Le phalanstère ne supprime donc pas la propriété, mais il résout, du moins Fourier le croyait, l’antinomie entre la grande et la petite propriété. Cette antinomie se concilie par le système de « la propriété combinée. » Le phalanstère résout aussi les antinomies soulevées par la division du travail, par les machines, par la concurrence, et il est permis de dire que la célèbre méthode qu’un autre socialiste fameux, Proudhon, a employée plus tard avec fracas, la méthode des antinomies, résolues par une synthèse supérieure, est déjà en principe dans Fourier, non pas qu’il ait employé cette méthode trichotomique, mise à la mode par Hegel, et dont Proudhon a fait un usage si sophistique ; c’est le fond du système, sinon la forme que l’on trouverait dans Fourier. Il a même encore cette supériorité sur Proudhon, que celui-ci excellait sans doute à mettre en contradiction la thèse et l’antithèse, mais était absolument négatif et muet quand arrivait la synthèse, tandis que Fourier avait une solution, chimérique sans doute, mais positive, et qu’il proposait avec une entière sincérité.

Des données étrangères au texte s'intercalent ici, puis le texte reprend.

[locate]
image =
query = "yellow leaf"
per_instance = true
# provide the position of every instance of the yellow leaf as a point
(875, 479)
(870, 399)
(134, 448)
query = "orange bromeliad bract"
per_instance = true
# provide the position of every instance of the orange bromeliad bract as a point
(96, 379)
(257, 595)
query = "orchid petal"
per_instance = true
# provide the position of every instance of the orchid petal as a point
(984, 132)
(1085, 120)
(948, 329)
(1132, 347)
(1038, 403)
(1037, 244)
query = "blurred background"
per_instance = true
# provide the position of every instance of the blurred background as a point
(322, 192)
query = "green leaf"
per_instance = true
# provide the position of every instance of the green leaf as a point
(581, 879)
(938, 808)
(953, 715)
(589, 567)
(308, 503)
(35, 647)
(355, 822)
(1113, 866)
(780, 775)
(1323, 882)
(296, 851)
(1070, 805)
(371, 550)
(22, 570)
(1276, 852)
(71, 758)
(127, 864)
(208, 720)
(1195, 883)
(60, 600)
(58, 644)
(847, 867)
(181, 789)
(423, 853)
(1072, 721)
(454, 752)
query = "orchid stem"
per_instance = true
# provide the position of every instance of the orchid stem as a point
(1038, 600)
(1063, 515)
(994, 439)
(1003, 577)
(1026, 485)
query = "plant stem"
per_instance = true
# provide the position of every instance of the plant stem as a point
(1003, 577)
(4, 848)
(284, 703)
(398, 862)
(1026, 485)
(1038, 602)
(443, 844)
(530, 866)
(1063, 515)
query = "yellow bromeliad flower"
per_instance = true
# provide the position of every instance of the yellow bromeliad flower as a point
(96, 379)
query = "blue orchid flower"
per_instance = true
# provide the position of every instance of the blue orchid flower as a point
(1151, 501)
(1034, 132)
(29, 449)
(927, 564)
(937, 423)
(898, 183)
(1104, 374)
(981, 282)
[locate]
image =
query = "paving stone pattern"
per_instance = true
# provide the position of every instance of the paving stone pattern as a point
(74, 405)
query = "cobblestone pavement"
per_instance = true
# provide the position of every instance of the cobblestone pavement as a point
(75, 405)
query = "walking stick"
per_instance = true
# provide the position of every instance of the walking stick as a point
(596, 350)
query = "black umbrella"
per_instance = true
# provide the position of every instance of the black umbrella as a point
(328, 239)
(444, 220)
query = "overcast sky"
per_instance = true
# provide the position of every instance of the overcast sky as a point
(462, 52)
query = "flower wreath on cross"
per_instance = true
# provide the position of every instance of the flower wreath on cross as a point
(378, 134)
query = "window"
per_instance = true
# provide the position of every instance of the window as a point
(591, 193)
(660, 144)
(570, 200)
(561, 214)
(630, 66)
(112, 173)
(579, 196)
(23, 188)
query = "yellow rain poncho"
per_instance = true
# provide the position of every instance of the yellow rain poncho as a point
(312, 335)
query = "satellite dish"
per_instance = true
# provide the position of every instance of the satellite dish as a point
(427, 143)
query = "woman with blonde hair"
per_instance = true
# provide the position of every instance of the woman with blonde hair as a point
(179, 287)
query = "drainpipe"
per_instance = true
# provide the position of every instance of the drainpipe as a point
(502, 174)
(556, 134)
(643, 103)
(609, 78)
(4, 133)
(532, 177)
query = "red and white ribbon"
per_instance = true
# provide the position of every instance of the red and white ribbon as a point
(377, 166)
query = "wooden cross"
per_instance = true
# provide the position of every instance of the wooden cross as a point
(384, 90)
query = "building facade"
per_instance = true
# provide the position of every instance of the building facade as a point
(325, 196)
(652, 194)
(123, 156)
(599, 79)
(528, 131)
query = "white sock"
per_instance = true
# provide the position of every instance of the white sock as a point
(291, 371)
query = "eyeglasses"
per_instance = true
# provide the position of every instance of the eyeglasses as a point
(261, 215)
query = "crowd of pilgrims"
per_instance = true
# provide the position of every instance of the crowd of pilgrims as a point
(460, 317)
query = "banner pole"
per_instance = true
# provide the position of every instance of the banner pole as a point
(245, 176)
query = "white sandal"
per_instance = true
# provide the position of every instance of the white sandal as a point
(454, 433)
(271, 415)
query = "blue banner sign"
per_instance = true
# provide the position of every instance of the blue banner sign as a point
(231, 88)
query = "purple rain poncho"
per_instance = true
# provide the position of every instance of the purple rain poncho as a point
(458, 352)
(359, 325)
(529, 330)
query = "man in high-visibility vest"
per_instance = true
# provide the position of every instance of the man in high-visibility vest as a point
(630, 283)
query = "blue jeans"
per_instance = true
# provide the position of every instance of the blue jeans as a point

L’idée fondamentale du phalanstère étant indiquée, rappelons brièvement les idées qui s’y rattachent. Il y en a quatre principales : le travail attrayant; — le triple ou quadruple produit; — le minimum garanti; — la répartition proportionnelle. Ces théories sont trop connues pour que nous y insistions. Bornons-nous à quelques mots sur le fameux principe du travail attrayant.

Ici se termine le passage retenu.